Crypto exchange hack: Take #47
Yet another crypto exchange fell victim to a hack in early December. No, not Cream Finance, not Poly Network; we don’t mean the Bitconnect hack either. Don’t worry if you feel like you cannot keep track of all the hacks, but it’s none of the already-known victims. This month’s dubious honour goes to Bitmart, a crypto exchange that was exploited for a hefty $275 million AUD in various coins.
PeckShield, a security analysis firm, first tweeted about the hack on December 5 and drew attention to one of Bitmart’s hacked addresses. PeckShield later clarified that Bitmart was drained of roughly $200 million on both Ethereum and Binance Smart Chain.
Total estimated loss: ~200M (~100M on @ethereum and ~96M on @BinanceChain ). (Previously we only counted the loss on @ethereum). And here is the list of affected assets/amounts on @BinanceChain pic.twitter.com/cXXApDFtd7
— PeckShield Inc. (@peckshield) December 5, 2021
The hacker converted the stolen funds to Ethereum on 1inch, a decentralised exchange, and later put them through Tornado Cash, a privacy mixer that makes the provenance of cryptocurrencies harder to track.
While Bitmart initially claimed that the outgoing funds were regular deposits, it later had to backtrack on this statement. CEO Sheldon Xia clarified shortly after denying the hack that there indeed had been a “security breach” of the company’s hot wallets. He later also confirmed that a stolen private key was the cause of the hack and announced that Bitmart would compensate users out of company funds.
1/3 We have identified a large-scale security breach related to one of our ETH hot wallets and one of our BSC hot wallets. At this moment we are still concluding the possible methods used. The hackers were able to withdraw assets of the value of approximately USD 150 millions.

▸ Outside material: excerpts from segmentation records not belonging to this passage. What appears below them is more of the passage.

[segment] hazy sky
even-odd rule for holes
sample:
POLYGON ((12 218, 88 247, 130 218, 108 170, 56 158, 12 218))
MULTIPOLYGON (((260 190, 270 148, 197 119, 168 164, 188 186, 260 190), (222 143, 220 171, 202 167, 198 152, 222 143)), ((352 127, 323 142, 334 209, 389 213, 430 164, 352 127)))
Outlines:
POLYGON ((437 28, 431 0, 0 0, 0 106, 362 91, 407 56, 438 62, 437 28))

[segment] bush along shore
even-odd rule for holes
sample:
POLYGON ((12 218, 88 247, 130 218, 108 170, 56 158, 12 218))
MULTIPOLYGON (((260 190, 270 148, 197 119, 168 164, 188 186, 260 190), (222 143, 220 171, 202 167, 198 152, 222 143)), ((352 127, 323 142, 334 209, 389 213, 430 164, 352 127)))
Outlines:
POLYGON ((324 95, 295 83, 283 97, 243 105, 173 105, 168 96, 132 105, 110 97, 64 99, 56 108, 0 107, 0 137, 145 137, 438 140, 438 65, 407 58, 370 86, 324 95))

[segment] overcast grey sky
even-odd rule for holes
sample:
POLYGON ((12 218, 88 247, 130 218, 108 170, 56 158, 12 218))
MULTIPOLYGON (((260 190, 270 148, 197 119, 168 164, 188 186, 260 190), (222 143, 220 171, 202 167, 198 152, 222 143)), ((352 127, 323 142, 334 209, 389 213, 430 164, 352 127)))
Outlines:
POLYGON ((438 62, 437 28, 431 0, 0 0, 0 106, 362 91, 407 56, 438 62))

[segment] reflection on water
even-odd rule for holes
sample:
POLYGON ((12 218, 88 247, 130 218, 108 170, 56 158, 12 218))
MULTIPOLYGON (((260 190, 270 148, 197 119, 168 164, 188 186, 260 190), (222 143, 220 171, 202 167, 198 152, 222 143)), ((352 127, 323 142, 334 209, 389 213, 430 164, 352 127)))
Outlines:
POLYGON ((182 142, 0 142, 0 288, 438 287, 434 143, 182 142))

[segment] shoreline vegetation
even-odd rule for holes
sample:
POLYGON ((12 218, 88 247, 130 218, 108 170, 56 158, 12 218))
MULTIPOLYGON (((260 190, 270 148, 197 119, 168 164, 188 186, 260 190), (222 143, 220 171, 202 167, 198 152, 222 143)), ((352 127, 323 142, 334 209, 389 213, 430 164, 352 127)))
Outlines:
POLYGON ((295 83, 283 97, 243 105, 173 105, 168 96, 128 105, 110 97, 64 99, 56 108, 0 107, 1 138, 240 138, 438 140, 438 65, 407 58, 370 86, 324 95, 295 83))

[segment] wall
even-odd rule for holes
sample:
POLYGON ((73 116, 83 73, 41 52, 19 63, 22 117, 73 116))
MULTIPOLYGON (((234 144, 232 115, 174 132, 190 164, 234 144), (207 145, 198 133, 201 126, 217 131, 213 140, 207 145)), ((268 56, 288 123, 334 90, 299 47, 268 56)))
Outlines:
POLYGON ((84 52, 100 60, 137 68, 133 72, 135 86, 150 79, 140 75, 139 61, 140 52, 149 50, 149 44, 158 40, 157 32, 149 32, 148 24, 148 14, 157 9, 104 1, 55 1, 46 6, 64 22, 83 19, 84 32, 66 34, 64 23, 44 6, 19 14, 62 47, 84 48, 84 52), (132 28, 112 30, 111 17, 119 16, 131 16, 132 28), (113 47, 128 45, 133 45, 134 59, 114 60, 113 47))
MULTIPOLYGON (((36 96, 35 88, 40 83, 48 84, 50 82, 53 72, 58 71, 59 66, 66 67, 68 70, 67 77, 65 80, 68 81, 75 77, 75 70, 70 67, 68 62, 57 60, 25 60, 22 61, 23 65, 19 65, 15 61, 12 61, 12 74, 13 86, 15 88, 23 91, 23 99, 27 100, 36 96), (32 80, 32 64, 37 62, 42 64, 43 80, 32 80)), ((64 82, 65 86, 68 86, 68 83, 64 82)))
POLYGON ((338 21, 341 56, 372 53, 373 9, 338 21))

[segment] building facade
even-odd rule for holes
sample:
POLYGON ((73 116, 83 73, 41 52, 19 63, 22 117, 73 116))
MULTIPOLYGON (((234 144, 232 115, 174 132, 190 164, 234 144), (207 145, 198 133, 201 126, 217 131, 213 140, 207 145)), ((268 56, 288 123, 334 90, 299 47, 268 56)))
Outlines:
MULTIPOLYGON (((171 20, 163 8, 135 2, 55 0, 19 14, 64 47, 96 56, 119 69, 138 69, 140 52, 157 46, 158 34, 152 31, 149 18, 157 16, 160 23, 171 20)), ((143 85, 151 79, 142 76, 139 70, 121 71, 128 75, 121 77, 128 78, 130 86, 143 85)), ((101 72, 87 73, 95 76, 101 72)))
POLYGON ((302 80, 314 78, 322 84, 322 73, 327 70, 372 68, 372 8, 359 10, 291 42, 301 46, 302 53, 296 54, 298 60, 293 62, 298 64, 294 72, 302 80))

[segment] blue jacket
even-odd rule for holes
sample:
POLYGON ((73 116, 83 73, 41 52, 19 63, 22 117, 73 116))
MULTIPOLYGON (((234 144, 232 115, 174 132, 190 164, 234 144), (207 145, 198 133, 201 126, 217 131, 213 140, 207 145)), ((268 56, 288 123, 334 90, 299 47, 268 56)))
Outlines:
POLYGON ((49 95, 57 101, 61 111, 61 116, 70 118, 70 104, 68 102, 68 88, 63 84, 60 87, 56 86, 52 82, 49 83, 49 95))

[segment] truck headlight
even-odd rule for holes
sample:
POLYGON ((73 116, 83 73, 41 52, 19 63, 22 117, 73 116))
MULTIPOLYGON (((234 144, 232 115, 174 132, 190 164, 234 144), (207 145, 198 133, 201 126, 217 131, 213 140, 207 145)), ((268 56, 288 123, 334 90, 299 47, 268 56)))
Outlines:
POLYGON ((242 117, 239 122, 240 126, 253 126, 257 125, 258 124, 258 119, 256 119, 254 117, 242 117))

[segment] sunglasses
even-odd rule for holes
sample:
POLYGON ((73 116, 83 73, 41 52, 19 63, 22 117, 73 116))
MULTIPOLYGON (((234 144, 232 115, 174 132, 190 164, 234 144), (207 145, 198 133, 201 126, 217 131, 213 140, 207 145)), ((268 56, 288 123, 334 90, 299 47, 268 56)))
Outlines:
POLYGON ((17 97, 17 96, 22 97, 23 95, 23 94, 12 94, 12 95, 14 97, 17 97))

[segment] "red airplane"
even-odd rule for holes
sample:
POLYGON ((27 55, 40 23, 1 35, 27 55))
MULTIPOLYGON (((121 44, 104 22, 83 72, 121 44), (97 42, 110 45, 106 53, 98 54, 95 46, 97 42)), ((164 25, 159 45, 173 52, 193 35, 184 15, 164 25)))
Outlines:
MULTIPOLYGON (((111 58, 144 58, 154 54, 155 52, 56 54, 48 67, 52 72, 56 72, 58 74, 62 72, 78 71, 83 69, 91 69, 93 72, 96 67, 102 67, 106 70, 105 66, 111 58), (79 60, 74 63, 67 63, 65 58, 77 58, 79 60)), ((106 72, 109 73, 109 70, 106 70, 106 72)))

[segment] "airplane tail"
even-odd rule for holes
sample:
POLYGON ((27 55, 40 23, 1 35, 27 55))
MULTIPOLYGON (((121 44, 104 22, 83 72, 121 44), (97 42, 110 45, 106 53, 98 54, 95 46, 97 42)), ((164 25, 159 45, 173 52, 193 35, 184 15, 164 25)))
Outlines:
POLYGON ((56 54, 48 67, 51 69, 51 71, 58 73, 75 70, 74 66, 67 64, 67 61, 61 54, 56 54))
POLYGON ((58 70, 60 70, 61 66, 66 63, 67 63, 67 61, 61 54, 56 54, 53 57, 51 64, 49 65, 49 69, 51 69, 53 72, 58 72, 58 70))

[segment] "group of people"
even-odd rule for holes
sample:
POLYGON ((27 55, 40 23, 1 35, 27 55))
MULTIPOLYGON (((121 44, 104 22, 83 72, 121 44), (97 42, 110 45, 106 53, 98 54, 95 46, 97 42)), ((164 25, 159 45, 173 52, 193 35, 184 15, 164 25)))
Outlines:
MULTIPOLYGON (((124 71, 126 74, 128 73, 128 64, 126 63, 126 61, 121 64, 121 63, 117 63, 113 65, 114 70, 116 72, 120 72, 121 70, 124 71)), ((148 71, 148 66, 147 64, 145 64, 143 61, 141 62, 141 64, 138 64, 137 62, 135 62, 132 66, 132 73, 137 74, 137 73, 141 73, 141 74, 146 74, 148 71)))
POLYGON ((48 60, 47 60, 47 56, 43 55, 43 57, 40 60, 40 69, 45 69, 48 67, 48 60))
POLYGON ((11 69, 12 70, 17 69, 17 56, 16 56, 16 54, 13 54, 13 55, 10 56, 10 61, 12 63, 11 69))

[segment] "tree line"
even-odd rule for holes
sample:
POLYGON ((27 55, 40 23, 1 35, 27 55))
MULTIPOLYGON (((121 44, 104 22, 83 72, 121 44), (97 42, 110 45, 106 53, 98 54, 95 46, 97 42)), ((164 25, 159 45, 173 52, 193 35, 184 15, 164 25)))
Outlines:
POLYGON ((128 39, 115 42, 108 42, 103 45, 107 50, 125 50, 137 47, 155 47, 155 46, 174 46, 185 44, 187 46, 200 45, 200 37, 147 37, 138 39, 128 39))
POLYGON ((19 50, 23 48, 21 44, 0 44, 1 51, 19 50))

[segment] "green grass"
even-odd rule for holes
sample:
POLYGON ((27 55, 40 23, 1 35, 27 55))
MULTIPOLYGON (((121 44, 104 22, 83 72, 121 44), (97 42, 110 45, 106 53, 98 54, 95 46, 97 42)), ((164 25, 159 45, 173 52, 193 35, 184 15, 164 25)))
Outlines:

— Sheldon Xia (@sheldonbitmart) December 5, 2021
Will security leaks in crypto ever stop?
This marks one of the biggest hacks of a centralised crypto exchange in history. True, decentralised finance is the target of malicious actors most of the time, as the space is still mostly a live experiment in developing a possibly fairer and more transparent financial system, which lacks most of the safeguards of traditional financial institutions. But while it is certainly not on the scale of the Mt.Gox hack – the infamous Tokyo-based crypto exchange had been drained for bitcoin now worth billions of dollars in 2013 – Bitmart still stands out as the biggest centralised exchange hack in 2021.
That begs the question: when will it ever stop?
Ask crypto critics, and they will tell you that hacks are just part and parcel for cryptocurrencies, which is exactly why regulation is needed or, in the worst of cases, it is better to do away with crypto altogether. And there is some truth to that argument. The crypto space is still sorely lacking suitable security measures that are easy for users to understand and hard for wrongdoers to exploit.
However, it would be wrong to lump together all of crypto and label the space a hotbed for cybercrime. Centralised exchanges can and will get better security measures to prevent exploits such as the Bitmart hack. Still, decentralised finance will have to experiment if true innovation is to be achieved. Policymakers should keep this in mind when they are faced with the next cryptocurrency hack headline.